Ebola può colpire in tanti modi diversi

L’infermiera spagnola colpita dal virus dell’ebola non mostra più segni della presenza del virus nel sangue. Sintomi di una parziale ripresa dalla malattia, anche se non si può ancora dire con certezza che la paziente sia del tutto guarita. Al di là dei problemi fisici che ancora affliggono l’infermiera – come una brutta infezione ai polmoni – la donna dovrà ancora rimanere sotto osservazione per controllare l’andamento della carica virale ed esser certi che ebola non ricompaia. Ma i risultati dei tre test eseguiti sulla paziente fanno di certo ben sperare, mostrando una riduzione del virus fino a renderlo irrivelabile.

Questo, secondo gli esperti, significa sostanzialmente che la donna – trattata con siero di anticorpi estratti da sopravvissuti al virus e antivirali – ha cominciato a montare una risposta immunitaria tale da rivelare ed eliminare eventuali particelle virali circolanti. Qualcosa che può accadere anche rapidamente in alcune persone, tanto che il virus non riesce neanche a manifestarsi. E tutto questo non fa che sottolineare sia l’estrema eterogeneità con cui ognuno risponde al virus sia quella con cuiebola può colpire (ed uccidere), nonché ricordare che stiamo parlando di un virus conosciuto solo dal 1976 e che finora era comparso per lo più solo in alcuni villaggi rurali africani.

Per le infezioni da ebola potrebbero di fatto esistere pazienti asintomatici che non sviluppano mai sintomi, non diventano contagiosi e si riprendono di fatto senza sapere di aver avuto la malattia, come racconta il Washington Post. Casi che, secondo gli esperti, presumibilmente hanno poche particelle virali, per poco tempo e che riescono a combattere da soli, eliminandole dal circolo sanguigno e da altri fluidi biologici (e con questo il rischio di contagio). In altri ancora la febbre – uno dei sintomi distintivi della malattia – non compare, mentre alcune volte i pazienti sviluppano una enorme carica virale, tanto che una singola goccia di sangue potrebbe contenere milioni di particelle patogene, uccidendo il paziente. E questo è quello che starebbe accadendo in Africa.

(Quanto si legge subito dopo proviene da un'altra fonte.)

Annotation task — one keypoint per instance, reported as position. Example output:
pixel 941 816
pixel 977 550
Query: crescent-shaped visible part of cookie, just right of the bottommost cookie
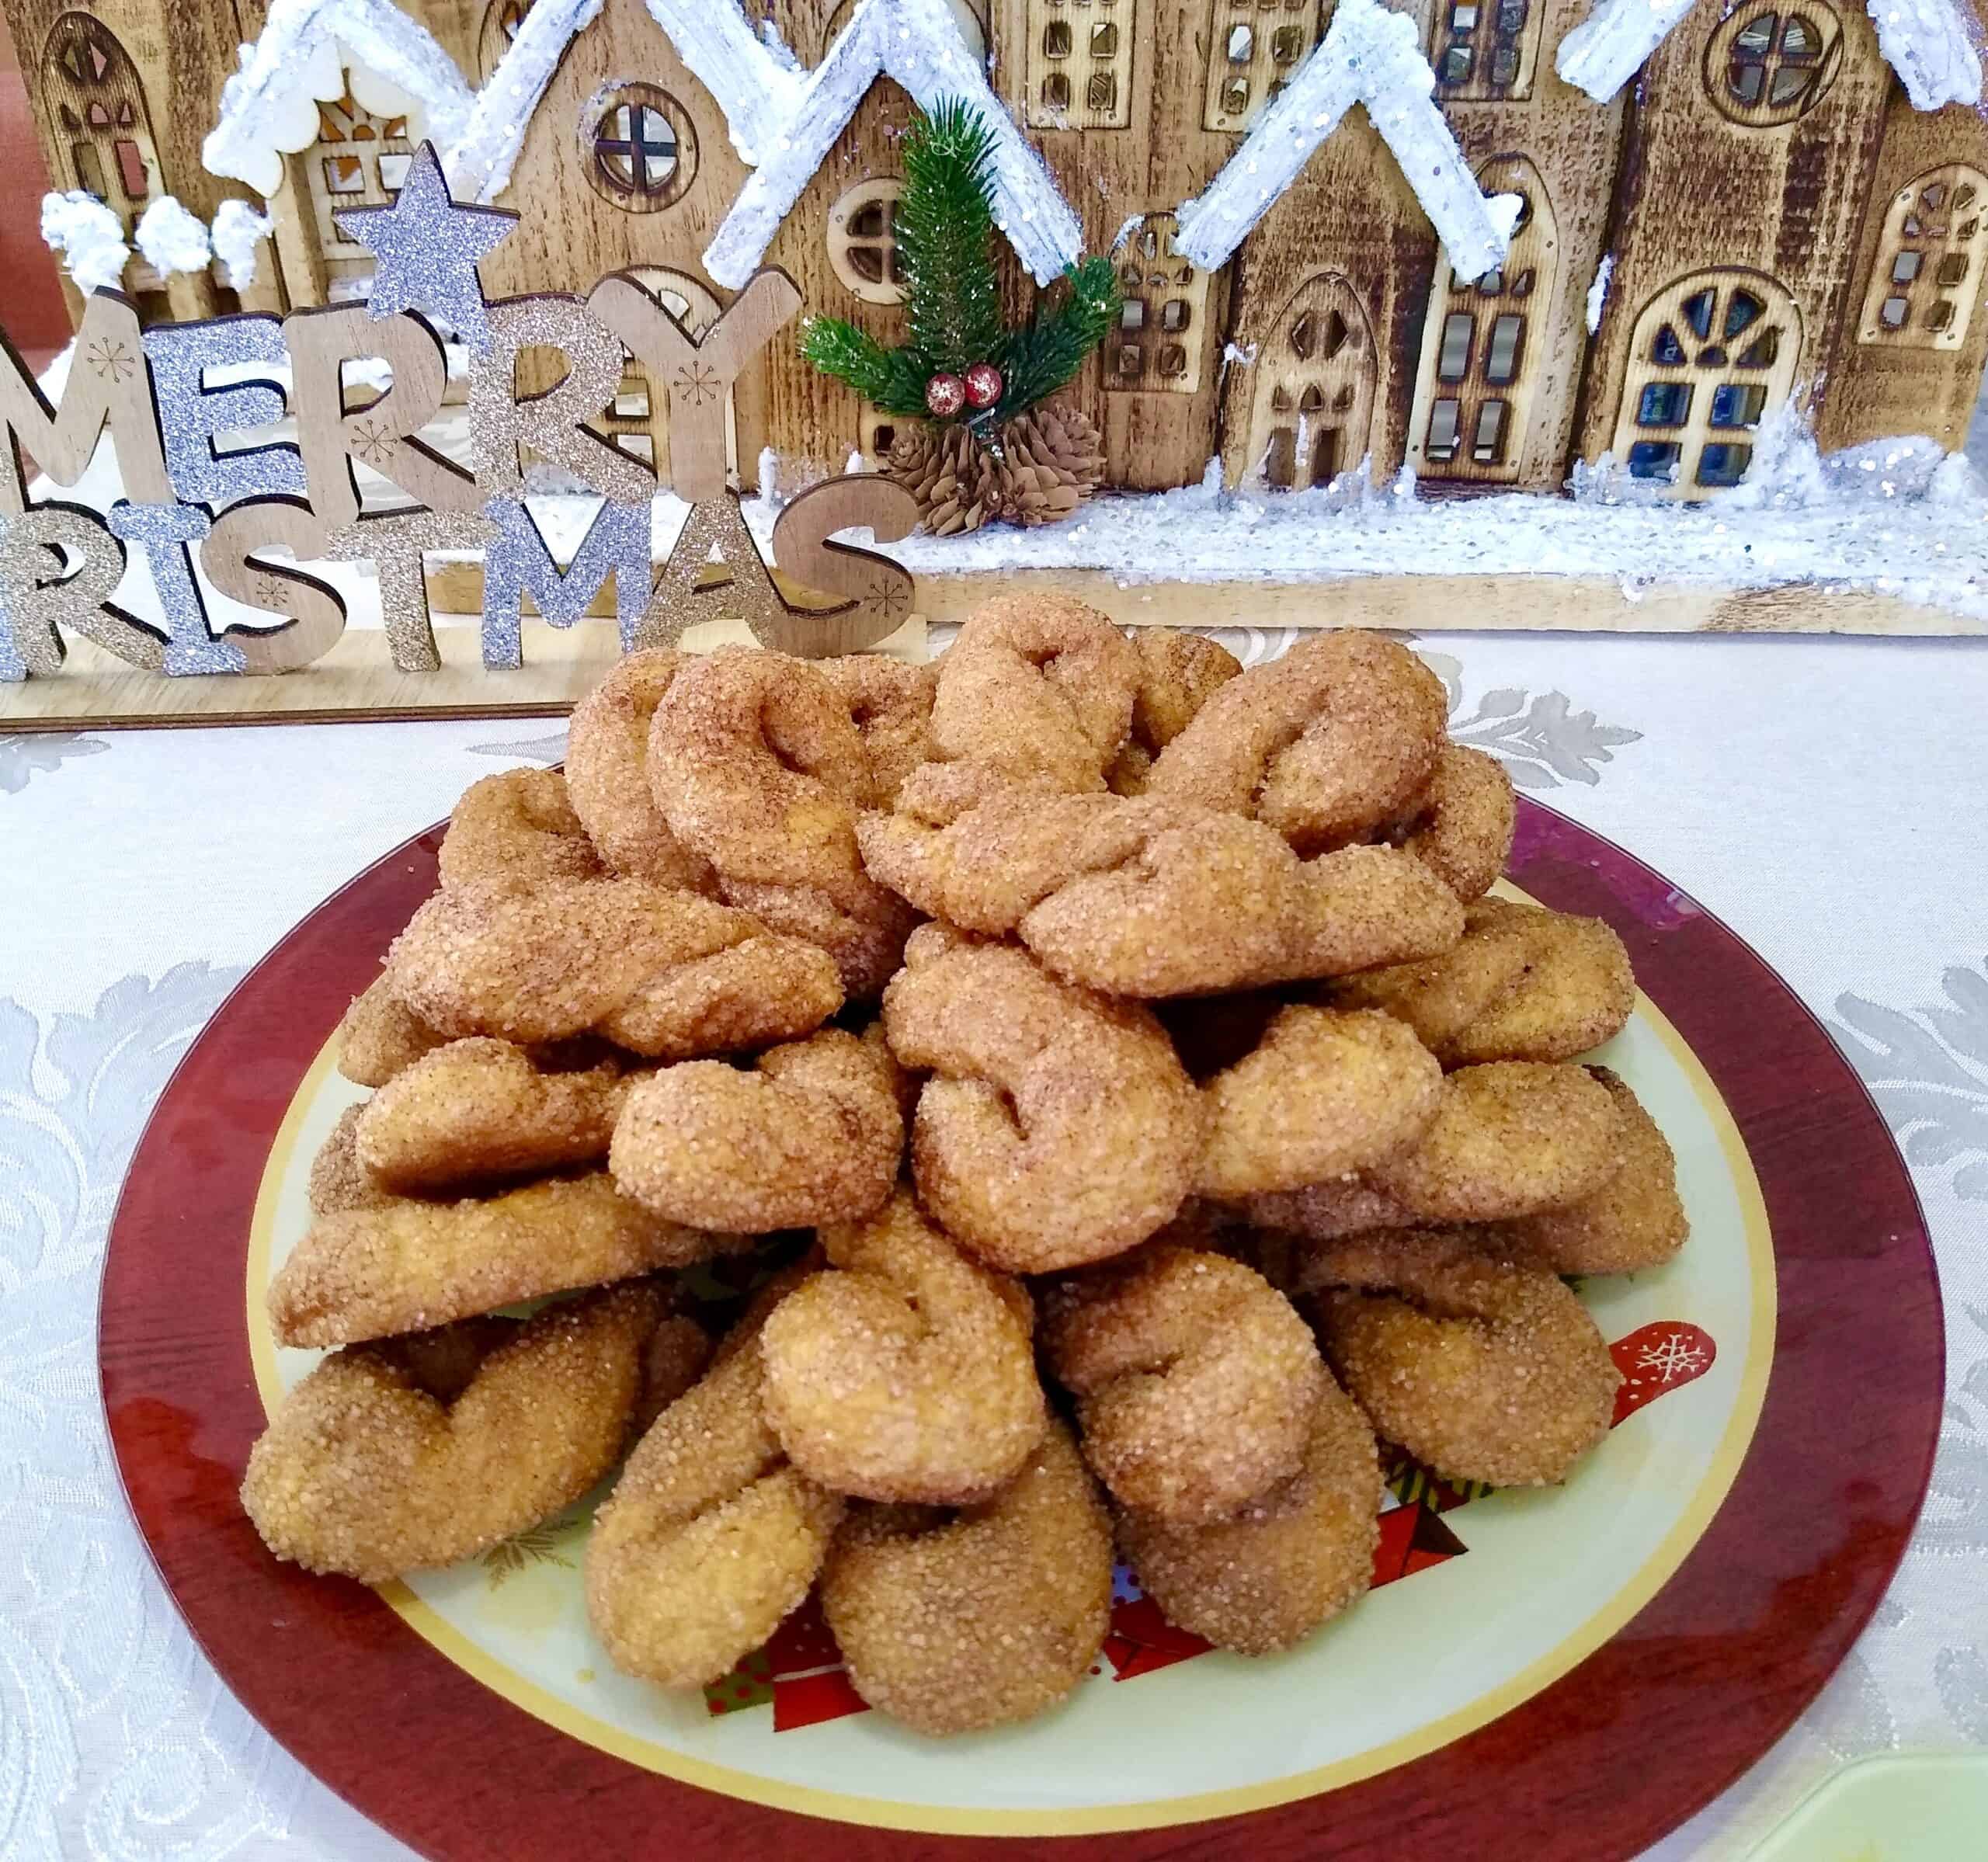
pixel 1289 1561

Infatti secondo quanto racconta Peter Jahrling, esperto di ebola per il National Institute of Allergy and Infectious Diseases, i test effettuati sui pazienti africani avrebbero mostrato grosse cariche virali. Questo – malgrado le incertezze sui test stessi – suggerirebbe che il ceppo che si è diffuso in Africa produce un’insolita alta carica virale e che per questo si accumula di più nel sangue, peggiorando i sintomi aumentando il rischio di contagio. Anche se, che le cose in Africa stiano esattamente così, non è certo.

In ogni caso correlare la carica virale con la comparsa dei sintomi e quindi con il rischio contagio non è scontato: in molti casi i sintomi compaiono prima che la carica virale sia elevata, e al momento si possono solo fare delle ipotesi, continua Daniel Bausch, della University. “Pensiamo a una curva a campana a partire dal momento dell’infezione (con il virus a zero), e quindi con aumento della replicazione del virus al top della curva, circa 20 giorni più tardi, quando vi è un elevato livello di virus e la persona è gravemente malata. Forse è intorno all’ottavo/decimo giorno (nel consueto periodo di incubazione), che una persona inizia a diventare sintomatica (e contagiosa, Nda)”.